Faut-il négocier avec les terroristes ? Pourquoi vaincre militairement les groupes armés terroristes, semble de moins en moins à portée de mains ? Je crois avoir trouvé quelques « bonnes recettes » grâce à l’une de mes lectures du moment.

Une réflexion stratégique enrichissante

C’est vrai que l’on peut me rétorquer que l’auteur perçoit les questions et défis géopolitiques sous un prisme « occidental ». Je le concède. Néanmoins, les éléments de réflexion stratégique généraux qu’il propose, me semblent pertinemment édifiants. J’espère qu’Emmanuel Macron et tous les va- t’en guerre les écouteront attentivement. Notamment quand l’auteur écrit :  

 « Les conflits de tous types se sont multipliés depuis la fin de la Guerre froide sans connaître d’issues définitives.  Ils ont tendance à s’éterniser, à s’éloigner de leur raison d’être initiale, et rarement à s’achever par une claire victoire. Cela conduit inévitablement à s’interroger sur l’utilité même de l’emploi de la force armée et sur la victoire, « concept central » des cultures stratégiques mais « réalité fuyante ». Toute guerre a une fin sans qu’il y’ait nécessairement victoire d’un des belligérants. La phase actuelle se caractérise par une incapacité des acteurs, quel que soit leur degrés de puissance, à remporter une victoire décisive leur permettant d’imposer un ordre. Conclure à l’inanité de l’emploi de la force armée, au constat de l’inefficacité des interventions militaires occidentales, reviendrait à oublier la vocation première de la puissance militaire, qui est de pouvoir se défendre.[i] »

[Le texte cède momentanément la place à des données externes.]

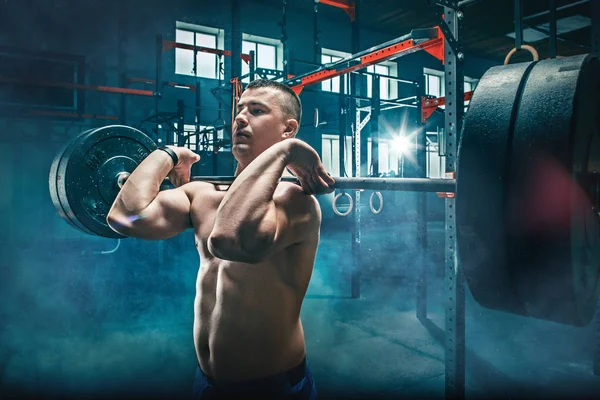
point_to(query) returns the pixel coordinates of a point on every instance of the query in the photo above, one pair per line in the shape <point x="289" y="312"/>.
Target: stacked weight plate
<point x="527" y="226"/>
<point x="83" y="182"/>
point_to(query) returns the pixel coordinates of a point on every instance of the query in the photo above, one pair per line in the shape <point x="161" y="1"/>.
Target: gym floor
<point x="138" y="341"/>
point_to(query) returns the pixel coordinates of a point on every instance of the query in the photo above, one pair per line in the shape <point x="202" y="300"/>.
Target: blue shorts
<point x="297" y="383"/>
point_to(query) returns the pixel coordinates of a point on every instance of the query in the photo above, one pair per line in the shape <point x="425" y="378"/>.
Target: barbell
<point x="526" y="188"/>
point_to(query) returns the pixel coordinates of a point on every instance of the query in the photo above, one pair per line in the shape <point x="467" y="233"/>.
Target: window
<point x="268" y="53"/>
<point x="201" y="141"/>
<point x="208" y="65"/>
<point x="333" y="85"/>
<point x="330" y="156"/>
<point x="388" y="89"/>
<point x="436" y="164"/>
<point x="434" y="84"/>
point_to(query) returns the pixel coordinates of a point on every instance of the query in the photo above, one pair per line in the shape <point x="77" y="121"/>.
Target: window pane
<point x="384" y="152"/>
<point x="348" y="156"/>
<point x="182" y="36"/>
<point x="206" y="64"/>
<point x="184" y="59"/>
<point x="434" y="85"/>
<point x="382" y="69"/>
<point x="206" y="40"/>
<point x="335" y="157"/>
<point x="184" y="62"/>
<point x="247" y="47"/>
<point x="266" y="56"/>
<point x="326" y="154"/>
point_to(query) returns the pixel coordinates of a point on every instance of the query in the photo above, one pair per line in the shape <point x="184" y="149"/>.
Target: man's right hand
<point x="180" y="174"/>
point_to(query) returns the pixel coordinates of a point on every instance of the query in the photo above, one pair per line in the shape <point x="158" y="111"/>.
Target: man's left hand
<point x="304" y="162"/>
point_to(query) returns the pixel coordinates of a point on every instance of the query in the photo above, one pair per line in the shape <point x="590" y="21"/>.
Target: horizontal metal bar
<point x="557" y="9"/>
<point x="466" y="3"/>
<point x="397" y="184"/>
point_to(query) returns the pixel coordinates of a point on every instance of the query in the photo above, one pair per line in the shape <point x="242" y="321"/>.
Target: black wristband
<point x="171" y="153"/>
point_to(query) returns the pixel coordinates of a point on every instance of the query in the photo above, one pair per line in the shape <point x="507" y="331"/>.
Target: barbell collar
<point x="396" y="184"/>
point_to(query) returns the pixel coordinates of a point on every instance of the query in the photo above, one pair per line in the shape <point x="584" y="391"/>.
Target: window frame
<point x="218" y="33"/>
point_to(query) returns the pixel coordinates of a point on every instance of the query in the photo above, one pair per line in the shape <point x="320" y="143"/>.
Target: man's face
<point x="259" y="123"/>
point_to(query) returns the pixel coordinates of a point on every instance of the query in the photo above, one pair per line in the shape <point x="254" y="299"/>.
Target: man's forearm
<point x="143" y="184"/>
<point x="249" y="199"/>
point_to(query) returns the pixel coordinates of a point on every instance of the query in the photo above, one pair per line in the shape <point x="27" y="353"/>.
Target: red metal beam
<point x="433" y="46"/>
<point x="75" y="86"/>
<point x="153" y="82"/>
<point x="168" y="45"/>
<point x="429" y="105"/>
<point x="71" y="115"/>
<point x="346" y="5"/>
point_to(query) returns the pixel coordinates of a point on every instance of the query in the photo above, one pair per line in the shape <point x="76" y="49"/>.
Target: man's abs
<point x="247" y="323"/>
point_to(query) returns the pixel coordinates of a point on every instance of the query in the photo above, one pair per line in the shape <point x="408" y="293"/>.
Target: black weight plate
<point x="483" y="158"/>
<point x="554" y="229"/>
<point x="87" y="185"/>
<point x="53" y="180"/>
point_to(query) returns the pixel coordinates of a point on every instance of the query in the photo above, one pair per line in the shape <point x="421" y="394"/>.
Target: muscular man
<point x="257" y="243"/>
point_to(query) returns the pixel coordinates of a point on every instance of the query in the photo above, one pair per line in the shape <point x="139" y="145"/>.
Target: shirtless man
<point x="257" y="243"/>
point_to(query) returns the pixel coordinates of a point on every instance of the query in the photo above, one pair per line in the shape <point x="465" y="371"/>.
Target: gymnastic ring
<point x="350" y="206"/>
<point x="373" y="210"/>
<point x="531" y="49"/>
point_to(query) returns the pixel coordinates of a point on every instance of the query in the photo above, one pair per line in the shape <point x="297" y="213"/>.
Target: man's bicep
<point x="298" y="217"/>
<point x="167" y="216"/>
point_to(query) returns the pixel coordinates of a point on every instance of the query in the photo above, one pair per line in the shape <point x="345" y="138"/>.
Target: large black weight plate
<point x="53" y="183"/>
<point x="555" y="230"/>
<point x="85" y="174"/>
<point x="483" y="157"/>
<point x="526" y="228"/>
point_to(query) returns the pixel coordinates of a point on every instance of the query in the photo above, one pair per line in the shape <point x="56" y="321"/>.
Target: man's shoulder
<point x="292" y="197"/>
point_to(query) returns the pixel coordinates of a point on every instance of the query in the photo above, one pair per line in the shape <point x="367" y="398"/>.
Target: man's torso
<point x="247" y="323"/>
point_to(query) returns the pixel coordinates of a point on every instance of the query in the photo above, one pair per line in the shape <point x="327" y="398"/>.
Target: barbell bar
<point x="526" y="187"/>
<point x="394" y="184"/>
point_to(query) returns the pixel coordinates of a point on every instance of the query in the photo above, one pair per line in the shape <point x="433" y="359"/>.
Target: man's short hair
<point x="292" y="106"/>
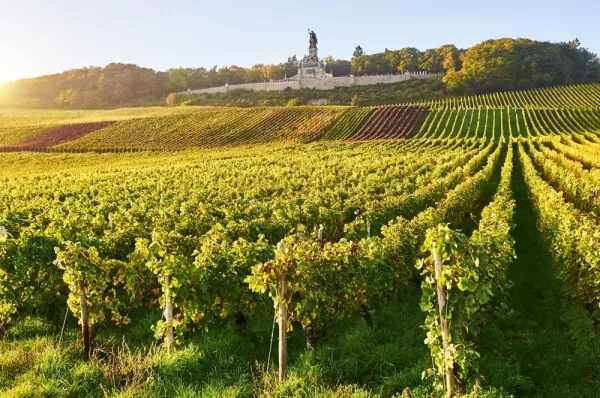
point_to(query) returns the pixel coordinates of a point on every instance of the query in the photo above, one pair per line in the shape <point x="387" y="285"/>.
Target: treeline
<point x="407" y="91"/>
<point x="492" y="65"/>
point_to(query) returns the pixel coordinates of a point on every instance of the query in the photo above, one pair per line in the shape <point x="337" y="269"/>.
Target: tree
<point x="171" y="99"/>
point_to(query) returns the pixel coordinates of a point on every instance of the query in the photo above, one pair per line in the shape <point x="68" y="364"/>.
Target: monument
<point x="311" y="66"/>
<point x="312" y="75"/>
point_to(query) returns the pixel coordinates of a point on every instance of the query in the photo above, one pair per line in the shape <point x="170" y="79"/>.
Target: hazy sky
<point x="41" y="37"/>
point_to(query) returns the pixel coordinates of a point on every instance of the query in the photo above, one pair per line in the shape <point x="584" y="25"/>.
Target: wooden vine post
<point x="441" y="295"/>
<point x="169" y="334"/>
<point x="85" y="321"/>
<point x="283" y="317"/>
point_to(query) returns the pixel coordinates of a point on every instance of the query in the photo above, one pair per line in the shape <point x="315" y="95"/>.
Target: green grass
<point x="544" y="345"/>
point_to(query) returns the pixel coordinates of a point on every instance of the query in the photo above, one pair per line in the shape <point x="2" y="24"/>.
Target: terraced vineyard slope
<point x="167" y="129"/>
<point x="390" y="122"/>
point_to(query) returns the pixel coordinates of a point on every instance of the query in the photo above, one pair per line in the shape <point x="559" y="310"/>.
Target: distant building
<point x="311" y="74"/>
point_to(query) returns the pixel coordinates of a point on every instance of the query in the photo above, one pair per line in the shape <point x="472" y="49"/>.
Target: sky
<point x="43" y="37"/>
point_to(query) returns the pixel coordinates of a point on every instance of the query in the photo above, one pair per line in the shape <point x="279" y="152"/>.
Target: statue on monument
<point x="313" y="39"/>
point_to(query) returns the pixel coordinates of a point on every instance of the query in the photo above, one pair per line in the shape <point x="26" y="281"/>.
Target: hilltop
<point x="490" y="66"/>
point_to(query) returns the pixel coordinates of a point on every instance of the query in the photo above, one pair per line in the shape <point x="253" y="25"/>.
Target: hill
<point x="524" y="113"/>
<point x="490" y="66"/>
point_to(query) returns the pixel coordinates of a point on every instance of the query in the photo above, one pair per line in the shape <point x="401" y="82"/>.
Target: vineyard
<point x="416" y="251"/>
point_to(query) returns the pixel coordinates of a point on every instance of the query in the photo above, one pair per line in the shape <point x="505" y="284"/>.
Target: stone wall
<point x="319" y="84"/>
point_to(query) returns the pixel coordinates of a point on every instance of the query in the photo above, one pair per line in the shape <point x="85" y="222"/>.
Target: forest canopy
<point x="493" y="65"/>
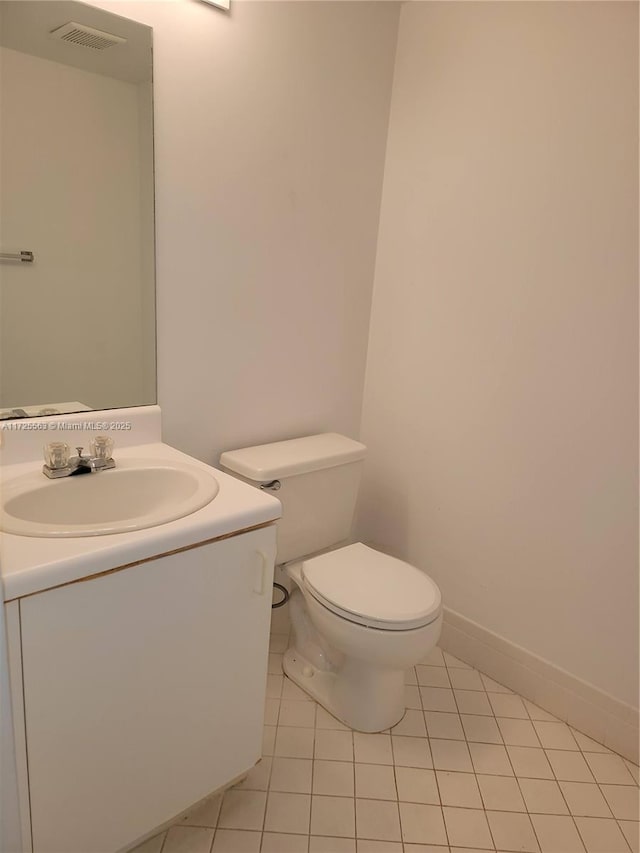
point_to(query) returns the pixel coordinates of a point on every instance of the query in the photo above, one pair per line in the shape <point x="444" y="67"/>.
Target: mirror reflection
<point x="77" y="323"/>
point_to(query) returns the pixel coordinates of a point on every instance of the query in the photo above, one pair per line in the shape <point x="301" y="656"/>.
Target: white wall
<point x="500" y="406"/>
<point x="270" y="129"/>
<point x="72" y="323"/>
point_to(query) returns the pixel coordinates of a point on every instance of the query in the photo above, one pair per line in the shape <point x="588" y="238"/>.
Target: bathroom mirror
<point x="77" y="323"/>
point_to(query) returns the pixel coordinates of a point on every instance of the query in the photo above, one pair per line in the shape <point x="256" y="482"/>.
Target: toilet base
<point x="363" y="697"/>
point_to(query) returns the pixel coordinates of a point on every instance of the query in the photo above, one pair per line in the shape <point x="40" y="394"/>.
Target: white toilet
<point x="359" y="617"/>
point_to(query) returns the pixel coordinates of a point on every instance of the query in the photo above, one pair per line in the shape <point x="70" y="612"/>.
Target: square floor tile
<point x="334" y="745"/>
<point x="631" y="831"/>
<point x="274" y="842"/>
<point x="508" y="705"/>
<point x="375" y="781"/>
<point x="377" y="820"/>
<point x="451" y="755"/>
<point x="333" y="778"/>
<point x="287" y="813"/>
<point x="274" y="686"/>
<point x="491" y="759"/>
<point x="623" y="801"/>
<point x="458" y="789"/>
<point x="481" y="729"/>
<point x="555" y="736"/>
<point x="268" y="739"/>
<point x="454" y="662"/>
<point x="412" y="724"/>
<point x="512" y="832"/>
<point x="291" y="775"/>
<point x="600" y="835"/>
<point x="295" y="713"/>
<point x="441" y="724"/>
<point x="410" y="676"/>
<point x="368" y="845"/>
<point x="586" y="744"/>
<point x="467" y="827"/>
<point x="609" y="769"/>
<point x="501" y="793"/>
<point x="325" y="720"/>
<point x="411" y="752"/>
<point x="434" y="658"/>
<point x="543" y="796"/>
<point x="432" y="676"/>
<point x="372" y="748"/>
<point x="530" y="763"/>
<point x="585" y="799"/>
<point x="412" y="698"/>
<point x="415" y="785"/>
<point x="422" y="824"/>
<point x="473" y="702"/>
<point x="242" y="809"/>
<point x="236" y="841"/>
<point x="257" y="779"/>
<point x="569" y="766"/>
<point x="323" y="844"/>
<point x="294" y="742"/>
<point x="633" y="769"/>
<point x="151" y="845"/>
<point x="557" y="834"/>
<point x="517" y="732"/>
<point x="465" y="679"/>
<point x="438" y="699"/>
<point x="537" y="713"/>
<point x="188" y="839"/>
<point x="333" y="816"/>
<point x="492" y="686"/>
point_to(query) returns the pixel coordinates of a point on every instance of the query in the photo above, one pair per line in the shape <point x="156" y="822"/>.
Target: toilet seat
<point x="372" y="589"/>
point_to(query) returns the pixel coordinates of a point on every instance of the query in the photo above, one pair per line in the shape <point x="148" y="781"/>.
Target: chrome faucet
<point x="58" y="463"/>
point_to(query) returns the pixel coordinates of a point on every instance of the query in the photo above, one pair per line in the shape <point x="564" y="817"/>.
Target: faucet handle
<point x="102" y="447"/>
<point x="56" y="454"/>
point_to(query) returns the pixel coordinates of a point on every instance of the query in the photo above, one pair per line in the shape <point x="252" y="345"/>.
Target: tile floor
<point x="472" y="766"/>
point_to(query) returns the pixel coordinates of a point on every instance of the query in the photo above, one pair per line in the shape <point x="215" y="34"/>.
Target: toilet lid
<point x="372" y="588"/>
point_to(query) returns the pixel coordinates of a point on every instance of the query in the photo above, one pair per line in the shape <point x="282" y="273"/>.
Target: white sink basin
<point x="134" y="495"/>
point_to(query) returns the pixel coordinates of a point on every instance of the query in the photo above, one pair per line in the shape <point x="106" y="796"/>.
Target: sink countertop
<point x="33" y="564"/>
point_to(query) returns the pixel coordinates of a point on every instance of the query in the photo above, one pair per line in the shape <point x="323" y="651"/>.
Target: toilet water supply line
<point x="273" y="486"/>
<point x="285" y="595"/>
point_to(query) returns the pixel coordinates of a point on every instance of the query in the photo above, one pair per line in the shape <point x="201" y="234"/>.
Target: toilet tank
<point x="319" y="477"/>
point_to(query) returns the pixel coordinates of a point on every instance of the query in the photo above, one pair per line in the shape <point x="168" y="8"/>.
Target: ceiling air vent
<point x="85" y="36"/>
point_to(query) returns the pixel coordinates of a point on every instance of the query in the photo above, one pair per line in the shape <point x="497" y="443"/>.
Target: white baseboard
<point x="588" y="709"/>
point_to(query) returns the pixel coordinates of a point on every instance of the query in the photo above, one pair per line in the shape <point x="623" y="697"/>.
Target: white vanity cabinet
<point x="143" y="690"/>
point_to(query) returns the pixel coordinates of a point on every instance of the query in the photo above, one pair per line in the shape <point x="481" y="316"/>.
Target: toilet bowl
<point x="359" y="617"/>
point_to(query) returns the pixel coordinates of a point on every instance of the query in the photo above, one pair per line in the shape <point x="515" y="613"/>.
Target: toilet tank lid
<point x="296" y="456"/>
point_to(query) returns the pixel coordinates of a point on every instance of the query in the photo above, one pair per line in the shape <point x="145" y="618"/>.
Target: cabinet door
<point x="144" y="691"/>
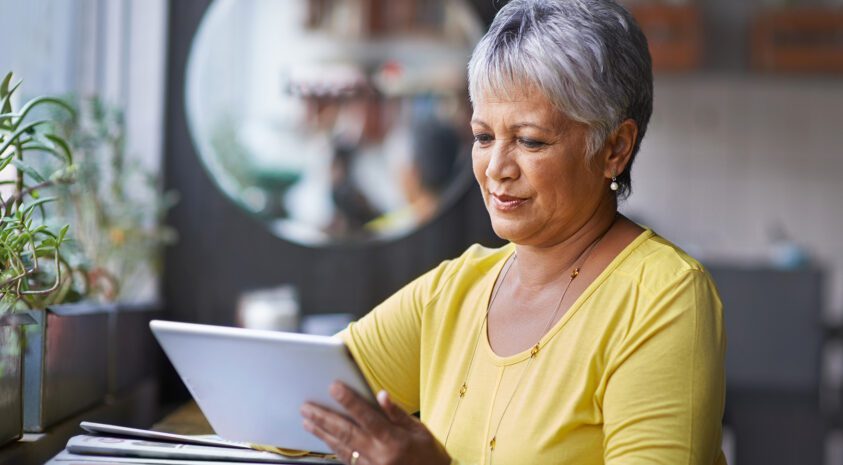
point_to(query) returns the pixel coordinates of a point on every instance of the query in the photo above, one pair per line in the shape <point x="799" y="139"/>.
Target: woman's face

Je répondrais : « oui » … puis, « oui » encore !

Pour revenir à mes deux questions , je penche de plus en plus vers un « oui » mitigé comme réponse à la première, et ce à la lumière de la lecture de l'extrait précédent. En outre, comme la quasi-totalité des conflits, les guerres contre le terrorisme finiront inévitablement par des négociations. Les Américains l’ont bien compris en négociant avec les Talibans.

 Au Sahel, les Français gagneraient à faire pareil. En s’y opposant, comme l’a déclaré Emmanuel Macron, ils ne feraient que retarder l’échéance, rater, ou perturber un processus presque déjà enclenché.

 En effet, leurs partenaires maliens et burkinabais, eux, envisagent sérieusement de négocier. Ils déblayent déjà le terrain en direction des chefs du GSIM[ii], comme Iyad Ghali ou comme Amadou Koufa, par exemple.  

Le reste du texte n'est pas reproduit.